Em 2016, a ESPN lançou o documentário Fantastic Lies, rememorando um caso ocorrido uma década antes, que entrou para a história americana como uma colossal negligência jornalística e abuso de poder. A produção, disponível no Watch ESPN, o streaming do canal esportivo, foi dirigida por Marina Zenovich, vencedora de dois Emmys pelo documentário Roman Polanski, Wanted and Desired (2008).

Em 1 hora e 42 minutos, Fantastic Lies contou como o time de lacrosse da Universidade de Duke, formado por 46 homens brancos, a maioria deles de família rica, se envolveram em um caso de estupro de uma jovem negra e pobre. Eles eram a imagem do "macho privilegiado", o que os prejudicou na corte pública dos EUA.

Em 13 de março de 2006, o time de lacrosse fez uma festinha à base de bebidas, com muita curtição. Uma stripper negra chamada Crystal Mangum foi contratada para fazer a alegria dos rapazes, que sequer tocaram nela. Porém, ela prestou queixa afirmando que três jogadores da equipe a estupraram dentro de um banheiro.

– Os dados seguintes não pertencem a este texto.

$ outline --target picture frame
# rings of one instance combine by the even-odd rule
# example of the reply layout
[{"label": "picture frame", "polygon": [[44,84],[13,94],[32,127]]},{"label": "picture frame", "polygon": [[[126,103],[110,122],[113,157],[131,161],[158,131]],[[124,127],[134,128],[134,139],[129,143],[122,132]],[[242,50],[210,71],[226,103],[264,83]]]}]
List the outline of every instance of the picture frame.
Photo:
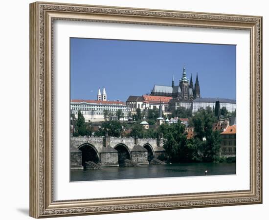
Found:
[{"label": "picture frame", "polygon": [[[53,31],[57,20],[249,31],[249,189],[56,200]],[[262,48],[260,16],[52,2],[30,4],[30,216],[40,218],[262,203]]]}]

Um dos problemas é que ela não sabia quem eram os supostos criminosos e não havia prova de DNA contra qualquer integrante do time. Porém, o promotor público da cidade de Durnham na época, Mike Nifong, acreditou na versão de Crystal e armou uma verdadeira cruzada contra os atletas.

Ele criou um discurso de que não havia mais espaço na sociedade contemporânea para homens brancos privilegiados que abusam do seu status contra pessoas menos favorecidas. E assim, a imprensa andou de mãos dadas com Nifong e também massacrou os jogadores. Logo, a população norte-americana se virou contra eles, pedindo a prisão dos supostos criminosos. O promotor batia na tecla que o que aconteceu foi um "crime de ódio".

Duke suspendeu a atividade do time por um ano (a equipe de lacrosse era uma dos melhores do país) e o treinador renunciou ao seu cargo.

Nifong abusou da sorte e montou um caso cheio de mentiras e imprecisões, incluindo falsificação de exames de DNA. Ele induziu Crystal a escolher, entre os 46 jogadores, três que a teriam estuprado. Eles foram acusados e sentaram no banco dos réus. Mas os advogados dos atletas desmentiram Nifong no tribunal, deixando o juiz do caso boquiaberto com os truques feitos pelo promotor.

Um ano depois da festinha, todas as acusações contra os três atletas foram retiradas. O Estado da Carolina do Norte declarou que eles eram "inocentes e vítimas".

E a imprensa, que durante meses apedrejou os jovens, fez uma enxurrada de mea-culpa. A mais famosa delas veio do prestigiado jornal The New York Times, com um artigo intitulado "Aos jogadores de Duke, nos desculpem". Segundo o editor do jornal, todo o caso foi "uma tragédia jornalística".